O atletismo brasileiro sempre viveu de estrelas solitárias. Adhemar Ferreira da Silva, João do Pulo, Joaquim Cruz, Róbson Caetano, cada um a seu tempo, carregavam todas as esperanças de medalha do País na mais tradicional modalidade olímpica. Alguns anos e muito suor depois, a situação mudou. "Esta é a melhor geração de nossa história, diversificada e jovem", festeja Sérgio Luis Coutinho Nogueira, o chefe da equipe. Os resultados da primeira semana de competições dos Jogos Pan-Americanos de Winnipeg, no Canadá, servem como prova. Garantiu boa parte das conquistas verde-amarelas numa competição que, se não tinha a força máxima americana, contou com fortes equipes de Cuba e Canadá, além de um bom segundo time dos Estados Unidos. "Faltava apenas uma estrela que liderasse este grupo e parece que esta atleta é a Maurren Maggi", prevê Nogueira. De talento tão incomum quanto seu nome, homenagem a Mauren, mulher do ex-beatle Ringo Star, que o tabelião entendeu mal e registrou com um r a mais, Maurren tem a melhor marca do ano no salto em distância (7,26 metros) e levou com facilidade a medalha de ouro. E mais: mostrou o carisma e a personalidade que faltavam ao grupo brasileiro. Competiu com bandeirinhas pintadas nas unhas, subiu ao pódio com o urso de pelúcia de estimação e esbanjou simpatia nas entrevistas. "Fico orgulhosa por ter todo este destaque. Só espero dar conta do recado", diz, modesta.

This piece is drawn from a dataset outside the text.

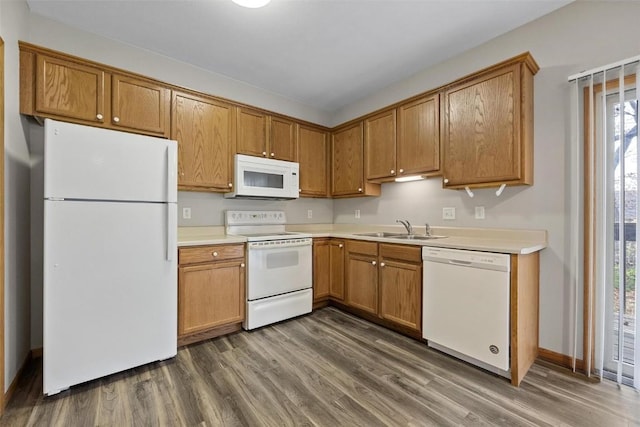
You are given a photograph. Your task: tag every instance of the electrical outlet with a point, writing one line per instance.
(448, 213)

Este reconhecimento já começa a mudar a vida de Maurren, que tem 23 anos. O ouro de Winnipeg lhe garantiu um prêmio de R$ 5 mil de um de seus patrocinadores, a marca esportiva Olimpikus, que ainda dobrará seu salário até os Jogos de Sydney. Somada à ajuda de seu clube, a Funilense, de São Caetano do Sul, bancada pela BM&F, ela passará a ter uma renda mensal de cerca de R$ 4 mil, considerada alta para os padrões do atletismo brasileiro. Se ainda não dá para fazer fortuna nas pistas brasileiras, ao menos os atletas têm estrutura para treinar. Graças a este avanço que o velocista Claudinei Quirino da Silva, 28 anos, venceu a infância orfã, driblou a pobreza e se tornou o "foguete brasileiro". Ganhou o ouro nos 200 metros e o bronze nos 100 metros. Trajetória tão difícil quanto a do meio-fundista Elenílson da Silva, 27 anos, que corria atrás de bois e cavalos em Mato Grosso do Sul e foi até babá em São Paulo para se manter como atleta. Na sua primeira competição internacional, ficou com a prata nos 5 mil metros e o ouro nos 10 mil. "Estava muito ansioso e vacilei na primeira prova. Na outra, estava mais relaxado", comentou. Há quatro meses no Vasco, Elenílson pode agora se dedicar integralmente ao esporte e, como os demais, corre na direção de Sydney. "Estamos colhendo os frutos de um trabalho de longo prazo, que começou no início da década e vai estar maduro em Atenas 2004", resume Nogueira.

 

Ansiedade por medalhas

Com o peso de pertencerem à mais bem preparada delegação de todos os tempos, os brasileiros foram vítimas da ansiedade e da inexperiência na primeira semana de competições do Pan. Em consequência, as provas foram recheadas de surpresas – para o bem e para o mal. O melhor exemplo foi o da ginástica. Todas as fichas estavam depositadas na carioca Daniele Hypólito, 14 anos, que chegou ao Canadá com uma carreira coberta de glórias. Nada feito. A compensação veio com a gaúcha Daiane Santos, 16 anos, que, apesar de treinar há apenas três anos, conquistou a prata no salto sobre o cavalo e dois bronzes, no solo e na competição por equipe. Se o Brasil ainda deixou a desejar no remo, com apenas uma prata, recuperou-se na canoagem, com duas de prata e três de bronze. As equipes masculina e feminina de tênis de mesa também ficaram só no bronze, contrariando o favoritismo, enquanto o caratê demonstrou que tem futuro: abocanhou uma medalha de ouro, com Lucélia de Carvalho, além de outras quatro de prata e três de bronze. A modalidade não será disputada em Sydney, mas contará do programa de Atenas, em 2004. "No final das contas, ficamos dentro do previsto. Temos chance de bater nosso recorde de 82 medalhas em Mar del Plata", avaliou Marcus Vinicius Freire, chefe da missão brasileira.